# WebNLG-EN Translation

The translation was done using the APIs provided by DeepL.

In [8]:
import os
import deepl 
import sentencepiece as spm
import pandas as pd
import numpy as np
import xml.etree.ElementTree as ET
import xml.dom.minidom as minidom

DEEPL_AUTH_KEY = ""

In [9]:
def remove_empty_lines(node):
    for child in node.childNodes[:]:
        if child.nodeType == child.TEXT_NODE and child.nodeValue.strip() == '':
            node.removeChild(child)
        elif child.nodeType == child.ELEMENT_NODE:
            remove_empty_lines(child)

def prettify(root):
    xml_string = ET.tostring(root, encoding='utf-8')
    dom = minidom.parseString(xml_string)
    remove_empty_lines(dom)
    formatted_xml = dom.toprettyxml(indent="  ")
    lines = formatted_xml.split("\n") # Rimuovi la prima riga vuota
    formatted_xml = "\n".join(line for line in lines if line.strip())

    return formatted_xml

def save(root, url):
    formatted_xml = prettify(root)
    with open(url, 'w', encoding='utf-8') as f:
        f.write(formatted_xml)

## Train and Dev sets translation

In [6]:
translator = deepl.Translator(DEEPL_AUTH_KEY) 
triple_numbers = ["1", "2", "3", "4", "5", "6", "7"]
dataset_types = ["train", "dev"]

count = 0
words = 0

files = [
    "Airport.xml", 
    "Artist.xml", 
    "Astronaut.xml", 
    "Athlete.xml", 
    "Building.xml", 
    "CelestialBody.xml",
    "City.xml", 
    "ComicsCharacter.xml", 
    "Company.xml",
    "Food.xml", 
    "MeanOfTransportation.xml",
    "Monument.xml",
    "Politician.xml",
    "SportsTeam.xml", 
    "University.xml",
    "WrittenWork.xml"
]

for dataset_type in dataset_types:
    for triple_number in triple_numbers:
        path = "..\\..\\..\\WebNLG\\en\\" + dataset_type + "\\" + triple_number + "triples"

        file_names = []
        for file_name in os.listdir(path):
            if file_name in files:
                if os.path.isfile(os.path.join(path, file_name)):
                    url = os.path.join(path, file_name)
                    tree = ET.parse(url)
                    root = tree.getroot()

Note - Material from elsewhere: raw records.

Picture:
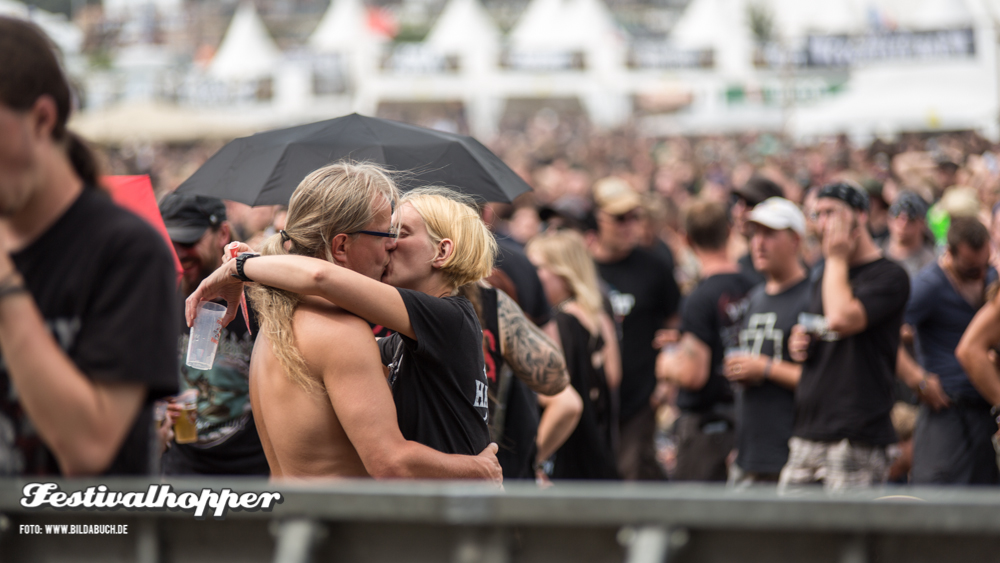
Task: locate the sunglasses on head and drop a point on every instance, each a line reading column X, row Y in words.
column 625, row 217
column 393, row 233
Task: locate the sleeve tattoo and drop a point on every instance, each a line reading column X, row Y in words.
column 532, row 355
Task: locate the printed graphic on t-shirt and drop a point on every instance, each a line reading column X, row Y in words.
column 760, row 329
column 482, row 402
column 621, row 303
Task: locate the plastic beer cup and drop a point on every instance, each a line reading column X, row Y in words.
column 185, row 428
column 204, row 340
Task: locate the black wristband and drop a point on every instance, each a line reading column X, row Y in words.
column 240, row 261
column 12, row 290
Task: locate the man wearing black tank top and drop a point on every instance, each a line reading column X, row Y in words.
column 644, row 297
column 709, row 324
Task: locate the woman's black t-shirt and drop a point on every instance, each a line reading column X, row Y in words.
column 439, row 380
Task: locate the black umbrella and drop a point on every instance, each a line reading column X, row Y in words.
column 264, row 169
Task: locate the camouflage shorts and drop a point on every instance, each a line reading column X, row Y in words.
column 837, row 465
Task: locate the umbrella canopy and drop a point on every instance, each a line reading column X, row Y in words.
column 264, row 169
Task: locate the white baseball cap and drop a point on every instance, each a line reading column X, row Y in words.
column 778, row 213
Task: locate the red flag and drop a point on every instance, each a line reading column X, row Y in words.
column 135, row 193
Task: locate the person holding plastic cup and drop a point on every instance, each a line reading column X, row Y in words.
column 761, row 366
column 710, row 324
column 319, row 393
column 88, row 322
column 843, row 427
column 215, row 358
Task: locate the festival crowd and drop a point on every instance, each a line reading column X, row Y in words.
column 731, row 309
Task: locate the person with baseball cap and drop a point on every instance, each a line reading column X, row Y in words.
column 745, row 199
column 766, row 374
column 644, row 295
column 843, row 430
column 228, row 443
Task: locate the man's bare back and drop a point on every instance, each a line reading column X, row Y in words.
column 347, row 426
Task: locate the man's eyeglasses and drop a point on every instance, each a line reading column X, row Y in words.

                    for entry in root.iter('entry'):
                        lexs = []
                        for lex in entry.iter('lex'):
                            lex.set('lang', 'en')
                            lexs.append((lex.get('comment'), lex.get('lid'), lex.text))
                            count += 1
                            words += len(lex.text)

                        for comment, idl, text in lexs:
                            new_lex = ET.SubElement(entry, 'lex')
                            new_lex.set('comment', comment)
                            new_lex.set('lid', idl)
                            new_lex.set('lang', 'it')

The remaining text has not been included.